你不用關心羅素悖論代表什麼,它就是一組符號,這些符號本身,就能按照這個規則,無情地導致這個災難性的矛盾。In any purely logical system there was no room for a single inconsistency.
在任何一個純邏輯系統裏,都不能出現這樣的自相矛盾。If one could ever arrive at '2 + 2 = 5' then it would follow that '4 = 5', and '0 = 1', so that any number was equal to 0, and so that every proposition whatever was equivalent to '0 = 0' and therefore true.
如果有人說2+2 = 5,那就能得出4=5,於是0=1,以至於任何數字都等於0,結果就是,任何等價於0=0的命題,都是正確的。Mathematics, regarded in this game-like way, had to be totally consistent or it was nothing.
如果這樣看的話,數學要麼完全相容,要麼就全是浮雲。For ten years Russell and A.N. Whitehead laboured to remedy the defect.
在那十年中,羅素和A.N.懷特海,努力想要糾正這個錯誤。The essential difficulty was that it had proved self-contradictory to assume that any kind of lumping together of objects could be called 'a set'.
本質的困難是,現在已經證明,隨便弄一堆物體就叫作集合,這會導致自相矛盾。Some more refined definition was required.
我們需要更加精準的定義。The Russell paradox was by no means the only problem with the theory of sets, but it alone consumed a large part of Principia Mathematical, the weighty volumes which in 1910 set out their derivation of mathematics from primitive logic.
羅素悖論並不是集合論唯一的困境,但只有它在《數學原理》中佔了很大篇幅,這本1910年的權威著作,從原始邏輯中推導數學。The solution that Russell and Whitehead found was to set up a hierarchy of different kinds of sets, called 'types'.

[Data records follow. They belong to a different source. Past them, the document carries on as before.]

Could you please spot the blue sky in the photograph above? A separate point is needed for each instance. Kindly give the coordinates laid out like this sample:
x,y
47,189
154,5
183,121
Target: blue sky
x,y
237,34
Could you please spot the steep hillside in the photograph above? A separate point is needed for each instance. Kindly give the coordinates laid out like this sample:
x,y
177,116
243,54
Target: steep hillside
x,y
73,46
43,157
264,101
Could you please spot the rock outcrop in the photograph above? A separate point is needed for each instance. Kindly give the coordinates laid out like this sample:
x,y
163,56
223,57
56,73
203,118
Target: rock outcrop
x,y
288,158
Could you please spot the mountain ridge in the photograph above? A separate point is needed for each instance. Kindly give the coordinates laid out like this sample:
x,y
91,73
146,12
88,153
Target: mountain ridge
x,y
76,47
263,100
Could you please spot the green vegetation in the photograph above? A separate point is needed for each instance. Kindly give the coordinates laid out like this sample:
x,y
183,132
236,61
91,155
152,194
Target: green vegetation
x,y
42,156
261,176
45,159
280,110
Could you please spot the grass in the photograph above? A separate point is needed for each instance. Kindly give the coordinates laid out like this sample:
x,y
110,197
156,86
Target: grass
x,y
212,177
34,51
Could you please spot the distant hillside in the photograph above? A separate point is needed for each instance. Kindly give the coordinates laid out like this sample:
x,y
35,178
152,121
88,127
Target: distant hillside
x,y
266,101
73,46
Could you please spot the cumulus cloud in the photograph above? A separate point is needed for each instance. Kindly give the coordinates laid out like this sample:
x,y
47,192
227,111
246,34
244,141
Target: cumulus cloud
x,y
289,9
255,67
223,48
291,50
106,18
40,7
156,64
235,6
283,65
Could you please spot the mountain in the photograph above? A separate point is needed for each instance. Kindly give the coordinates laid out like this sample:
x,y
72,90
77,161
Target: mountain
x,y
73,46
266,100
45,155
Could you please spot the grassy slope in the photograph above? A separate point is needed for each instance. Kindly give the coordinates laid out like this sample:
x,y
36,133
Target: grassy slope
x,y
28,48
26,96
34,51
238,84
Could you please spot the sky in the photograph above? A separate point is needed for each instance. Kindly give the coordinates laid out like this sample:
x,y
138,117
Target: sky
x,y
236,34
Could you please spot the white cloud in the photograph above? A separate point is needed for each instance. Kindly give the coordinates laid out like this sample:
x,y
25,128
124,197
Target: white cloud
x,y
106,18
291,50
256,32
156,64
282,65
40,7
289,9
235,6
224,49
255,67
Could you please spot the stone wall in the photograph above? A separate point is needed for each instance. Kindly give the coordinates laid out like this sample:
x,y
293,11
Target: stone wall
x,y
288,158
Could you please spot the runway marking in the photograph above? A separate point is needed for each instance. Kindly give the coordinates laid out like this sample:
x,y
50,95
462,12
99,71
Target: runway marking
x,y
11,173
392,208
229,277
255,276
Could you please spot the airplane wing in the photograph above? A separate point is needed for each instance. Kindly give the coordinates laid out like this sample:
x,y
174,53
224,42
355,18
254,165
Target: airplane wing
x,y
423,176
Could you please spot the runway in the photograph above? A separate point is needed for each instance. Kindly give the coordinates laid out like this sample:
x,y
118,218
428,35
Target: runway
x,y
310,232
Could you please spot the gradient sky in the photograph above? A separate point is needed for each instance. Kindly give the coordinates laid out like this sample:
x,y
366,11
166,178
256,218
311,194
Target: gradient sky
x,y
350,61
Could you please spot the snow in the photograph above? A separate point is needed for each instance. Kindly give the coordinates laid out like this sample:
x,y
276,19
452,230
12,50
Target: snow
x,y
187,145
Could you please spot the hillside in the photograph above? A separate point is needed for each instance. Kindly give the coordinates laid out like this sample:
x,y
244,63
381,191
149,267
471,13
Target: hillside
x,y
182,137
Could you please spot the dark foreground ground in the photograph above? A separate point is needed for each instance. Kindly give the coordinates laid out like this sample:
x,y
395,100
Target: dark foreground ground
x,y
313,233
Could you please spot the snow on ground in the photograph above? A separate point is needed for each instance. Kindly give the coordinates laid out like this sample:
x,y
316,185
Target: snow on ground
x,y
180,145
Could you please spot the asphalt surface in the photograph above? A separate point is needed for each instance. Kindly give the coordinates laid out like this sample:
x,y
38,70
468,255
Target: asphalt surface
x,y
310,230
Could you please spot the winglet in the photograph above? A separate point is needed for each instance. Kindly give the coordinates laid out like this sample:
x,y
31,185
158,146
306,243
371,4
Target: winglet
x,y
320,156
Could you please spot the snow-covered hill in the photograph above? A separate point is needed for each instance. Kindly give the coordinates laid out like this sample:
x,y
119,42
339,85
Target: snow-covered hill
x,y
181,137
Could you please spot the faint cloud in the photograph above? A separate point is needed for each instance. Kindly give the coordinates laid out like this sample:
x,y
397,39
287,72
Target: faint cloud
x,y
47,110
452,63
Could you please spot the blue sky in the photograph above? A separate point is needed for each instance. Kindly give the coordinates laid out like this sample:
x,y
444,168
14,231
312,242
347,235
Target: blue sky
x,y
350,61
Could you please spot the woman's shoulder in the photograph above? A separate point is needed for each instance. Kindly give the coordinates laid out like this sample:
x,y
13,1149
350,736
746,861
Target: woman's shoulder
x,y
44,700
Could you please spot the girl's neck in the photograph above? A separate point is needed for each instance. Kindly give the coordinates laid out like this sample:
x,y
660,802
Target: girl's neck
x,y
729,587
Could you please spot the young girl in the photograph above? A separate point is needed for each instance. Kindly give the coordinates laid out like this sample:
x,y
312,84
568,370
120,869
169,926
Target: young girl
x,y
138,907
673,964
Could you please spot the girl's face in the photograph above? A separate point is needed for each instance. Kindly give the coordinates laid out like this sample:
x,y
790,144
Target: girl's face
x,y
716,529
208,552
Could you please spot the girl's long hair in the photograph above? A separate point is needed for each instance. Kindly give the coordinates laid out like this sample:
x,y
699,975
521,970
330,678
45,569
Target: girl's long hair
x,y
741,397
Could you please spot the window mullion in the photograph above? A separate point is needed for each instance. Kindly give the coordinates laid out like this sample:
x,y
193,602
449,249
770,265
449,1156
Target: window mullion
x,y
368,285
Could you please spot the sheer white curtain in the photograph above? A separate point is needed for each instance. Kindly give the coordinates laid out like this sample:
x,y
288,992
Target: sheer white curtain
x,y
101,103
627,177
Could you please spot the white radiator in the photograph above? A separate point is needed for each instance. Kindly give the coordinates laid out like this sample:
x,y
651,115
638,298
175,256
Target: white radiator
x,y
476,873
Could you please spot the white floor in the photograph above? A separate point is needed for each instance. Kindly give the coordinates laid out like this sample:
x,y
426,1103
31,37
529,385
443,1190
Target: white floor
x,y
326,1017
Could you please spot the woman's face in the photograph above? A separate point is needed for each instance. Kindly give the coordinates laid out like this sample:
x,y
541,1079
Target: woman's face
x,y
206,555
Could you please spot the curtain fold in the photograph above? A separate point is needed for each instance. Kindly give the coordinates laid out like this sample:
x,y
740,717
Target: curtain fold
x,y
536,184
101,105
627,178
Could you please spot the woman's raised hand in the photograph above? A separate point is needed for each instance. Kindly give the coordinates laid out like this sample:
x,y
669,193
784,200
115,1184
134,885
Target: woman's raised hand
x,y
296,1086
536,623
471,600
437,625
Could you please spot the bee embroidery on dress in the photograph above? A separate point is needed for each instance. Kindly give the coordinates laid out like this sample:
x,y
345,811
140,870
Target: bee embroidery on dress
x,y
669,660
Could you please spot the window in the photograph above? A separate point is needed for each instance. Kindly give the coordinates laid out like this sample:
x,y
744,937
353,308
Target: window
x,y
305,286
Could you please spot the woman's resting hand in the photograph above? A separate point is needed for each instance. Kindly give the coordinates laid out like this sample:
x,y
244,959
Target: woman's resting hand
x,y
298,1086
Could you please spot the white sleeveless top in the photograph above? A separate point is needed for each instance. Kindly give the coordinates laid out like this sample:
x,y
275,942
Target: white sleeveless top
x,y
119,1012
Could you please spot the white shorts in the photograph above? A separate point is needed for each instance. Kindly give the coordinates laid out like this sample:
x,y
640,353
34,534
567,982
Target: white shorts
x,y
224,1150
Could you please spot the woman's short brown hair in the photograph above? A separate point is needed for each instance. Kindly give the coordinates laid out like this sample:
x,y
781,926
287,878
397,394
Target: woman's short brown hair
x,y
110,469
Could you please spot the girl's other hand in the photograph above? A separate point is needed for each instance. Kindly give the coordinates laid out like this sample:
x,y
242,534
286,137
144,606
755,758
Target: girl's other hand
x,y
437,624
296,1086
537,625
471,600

羅素和懷特海提出的方法,是給不同的集合建立一套層次關係。There were to be primitive objects, then sets of objects, then sets of sets, then sets of sets of sets, and so on.

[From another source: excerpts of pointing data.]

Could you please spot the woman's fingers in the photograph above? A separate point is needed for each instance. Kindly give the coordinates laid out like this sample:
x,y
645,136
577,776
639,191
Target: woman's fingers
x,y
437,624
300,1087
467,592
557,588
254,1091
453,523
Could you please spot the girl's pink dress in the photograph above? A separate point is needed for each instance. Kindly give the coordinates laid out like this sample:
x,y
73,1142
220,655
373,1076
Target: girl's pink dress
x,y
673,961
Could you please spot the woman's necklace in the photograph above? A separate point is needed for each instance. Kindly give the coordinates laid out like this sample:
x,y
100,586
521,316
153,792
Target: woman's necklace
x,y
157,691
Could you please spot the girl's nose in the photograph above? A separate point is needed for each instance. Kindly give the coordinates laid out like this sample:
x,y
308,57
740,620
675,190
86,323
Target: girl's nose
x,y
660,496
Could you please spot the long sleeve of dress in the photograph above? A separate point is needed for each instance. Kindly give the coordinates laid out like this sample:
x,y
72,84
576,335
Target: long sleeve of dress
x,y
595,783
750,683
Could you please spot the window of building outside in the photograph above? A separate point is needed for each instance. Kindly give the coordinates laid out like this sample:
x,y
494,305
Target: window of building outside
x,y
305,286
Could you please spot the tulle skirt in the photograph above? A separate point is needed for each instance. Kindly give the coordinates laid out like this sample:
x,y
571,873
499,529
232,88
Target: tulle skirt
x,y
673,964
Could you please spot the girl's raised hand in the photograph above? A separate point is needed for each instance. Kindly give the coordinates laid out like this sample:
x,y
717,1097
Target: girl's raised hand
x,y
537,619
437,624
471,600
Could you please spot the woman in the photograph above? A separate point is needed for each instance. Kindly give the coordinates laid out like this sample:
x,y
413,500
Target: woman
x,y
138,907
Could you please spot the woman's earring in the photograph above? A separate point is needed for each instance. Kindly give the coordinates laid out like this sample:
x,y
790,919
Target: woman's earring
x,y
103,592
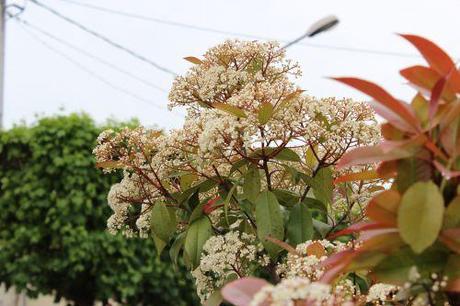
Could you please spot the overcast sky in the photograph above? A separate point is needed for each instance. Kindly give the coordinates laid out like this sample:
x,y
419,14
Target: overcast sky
x,y
39,81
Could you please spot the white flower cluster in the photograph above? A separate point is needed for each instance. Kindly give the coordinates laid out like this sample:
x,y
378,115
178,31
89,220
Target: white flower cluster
x,y
234,254
380,293
307,265
290,291
241,73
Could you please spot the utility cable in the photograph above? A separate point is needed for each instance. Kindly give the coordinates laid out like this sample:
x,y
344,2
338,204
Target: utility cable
x,y
90,55
104,38
92,73
239,34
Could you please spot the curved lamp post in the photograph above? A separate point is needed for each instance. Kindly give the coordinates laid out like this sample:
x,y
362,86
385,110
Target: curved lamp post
x,y
320,26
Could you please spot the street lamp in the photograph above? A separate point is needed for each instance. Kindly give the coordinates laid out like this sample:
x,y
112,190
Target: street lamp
x,y
320,26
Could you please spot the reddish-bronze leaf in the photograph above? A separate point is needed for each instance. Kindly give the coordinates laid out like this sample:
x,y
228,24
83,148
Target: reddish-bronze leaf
x,y
383,207
388,169
435,56
358,176
316,249
390,132
389,103
436,96
358,227
385,151
426,78
439,60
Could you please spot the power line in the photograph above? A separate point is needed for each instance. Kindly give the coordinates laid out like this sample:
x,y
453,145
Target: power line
x,y
92,73
90,55
104,38
245,35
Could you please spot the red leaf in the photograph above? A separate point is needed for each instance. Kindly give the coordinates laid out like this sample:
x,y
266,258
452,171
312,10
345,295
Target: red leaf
x,y
389,103
240,292
439,60
426,78
357,176
435,56
435,96
385,151
448,174
336,263
210,206
383,207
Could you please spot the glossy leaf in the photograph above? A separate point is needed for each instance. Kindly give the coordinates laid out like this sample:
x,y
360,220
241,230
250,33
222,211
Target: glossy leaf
x,y
434,55
388,105
377,153
300,224
316,249
265,113
383,207
452,214
163,221
160,244
269,220
426,78
230,109
323,185
251,184
241,292
197,234
357,176
357,227
420,215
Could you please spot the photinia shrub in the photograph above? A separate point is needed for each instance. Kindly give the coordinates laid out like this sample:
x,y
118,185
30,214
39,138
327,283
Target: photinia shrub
x,y
246,187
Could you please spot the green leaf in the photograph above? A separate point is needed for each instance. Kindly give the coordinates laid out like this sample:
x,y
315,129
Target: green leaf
x,y
163,221
289,99
215,299
230,109
287,155
412,170
395,267
452,215
420,215
269,220
197,234
321,228
176,247
159,244
315,204
300,225
251,184
265,113
323,185
286,197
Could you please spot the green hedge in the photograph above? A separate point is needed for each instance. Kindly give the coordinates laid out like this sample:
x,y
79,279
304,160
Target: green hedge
x,y
52,223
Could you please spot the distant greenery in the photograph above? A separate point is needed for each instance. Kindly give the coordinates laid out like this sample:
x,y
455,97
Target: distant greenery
x,y
52,223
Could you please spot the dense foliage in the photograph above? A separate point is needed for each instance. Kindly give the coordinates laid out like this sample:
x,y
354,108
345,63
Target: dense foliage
x,y
245,188
410,238
52,234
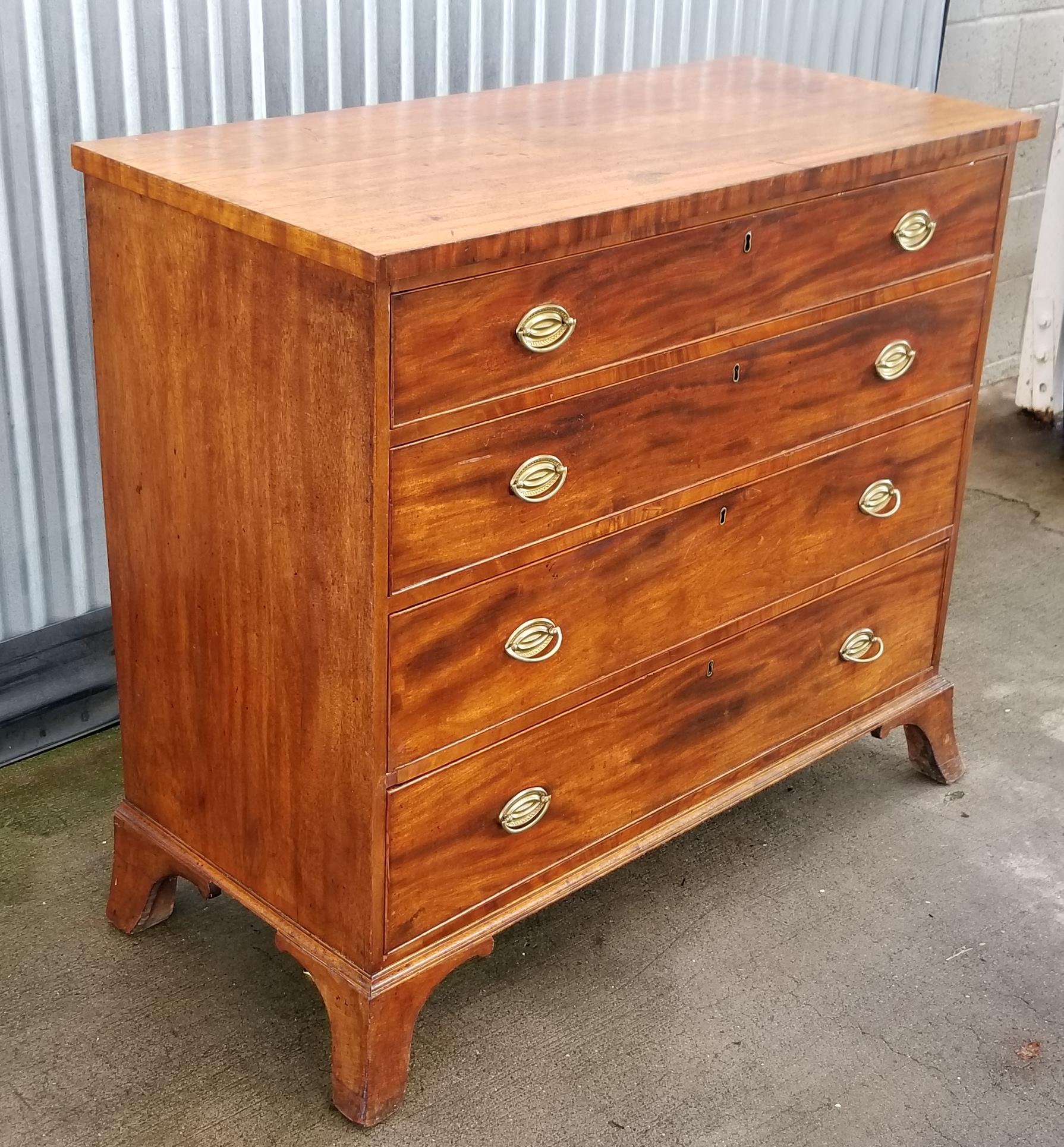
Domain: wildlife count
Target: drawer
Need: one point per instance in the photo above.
(626, 754)
(456, 344)
(621, 445)
(610, 604)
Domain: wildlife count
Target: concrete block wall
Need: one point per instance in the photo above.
(1011, 53)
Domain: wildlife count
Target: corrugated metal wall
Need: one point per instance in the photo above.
(85, 69)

先有原始的對象,然後有對象的集合,然後又有集合的集合,集合的集合的集合,等等。By segregating the different 'types' of set, it was made impossible for a set to contain itself.
不同層次的集合,是不相同的,這樣一來,一個集合就不可能包含它自己。But this made the theory very complicated, much more difficult than the number system it was supposed to justify.
但是,這又有了新的麻煩:本來想用這套理論來解釋數字系統,結果現在這套理論過於複雜,比數字系統本身還複雜。It was not clear that this was the only possible way in which to think about sets and numbers, and by 1930 various alternative schemes had been developed, one of them by von Neumann.
不知道這是不是考慮集合和數字問題的唯一方法,在1930年,還有其它許多可供選擇的方案,其中,馮·諾伊曼也提出了一套。The innocuous-sounding demand that there should be some demonstration that mathematics formed a complete and consistent whole had opened a Pandora's box of problems.
數學應該是一個完備的相容的整體,這個聽起來不錯的需求,打開了一個充滿困難的潘多拉魔盒。In one sense, mathematical propositions still seemed as true as anything could possibly be true; in another, they appeared as no more than marks on paper, which led to mind-stretching paradoxes when one tried to elucidate what they meant.
一方面,數學命題看起來就像任何正確的東西一樣正確。但另一方面,它表現的只是紙上的符號,一旦有人糾纏符號的意義,這些符號就會引起悖論。As in the Looking-Glass garden, an approach towards the heart of mathematics was liable to lead away into a forest of tangled technicalities.
正如“愛麗絲鏡中奇遇”裏面的花園,你越是走向數學的心臟,就越會迷失在糾結的森林中。This lack of any simple connection between mathematical symbols and the world of actual objects fascinated Alan.
數學符號和物質實體之間沒有關聯,這個問題吸引了艾倫。Russell had ended his book saying, 'As the above hasty survey must have made evident, there are innumerable unsolved problems in the subject, and much work needs to be done.
羅素在書的結尾說:“以上不完全的考量表明,在這個學科中,還有無數問題沒有解決,還有許多工作需要做。If any student is led into a serious study of mathematical logic by this little book, it will have served the chief purpose for which it has been written.'
如果這本小書能夠給予學生啓發,對數理邏輯進行嚴肅的研究,那我寫這本書的主要目的就達到了。”So the Introduction to Mathematical Philosophy did serve its purpose, for Alan thought seriously about the problem of 'types' — and more generally, faced Pilate's question: What is truth?
《數學原理》的主要目的確實達到了,因爲艾倫由此開始嚴肅地思考"層次"的問題——更大意義上說,他開始嚴肅地思考柏拉圖的問題:什麼是真理?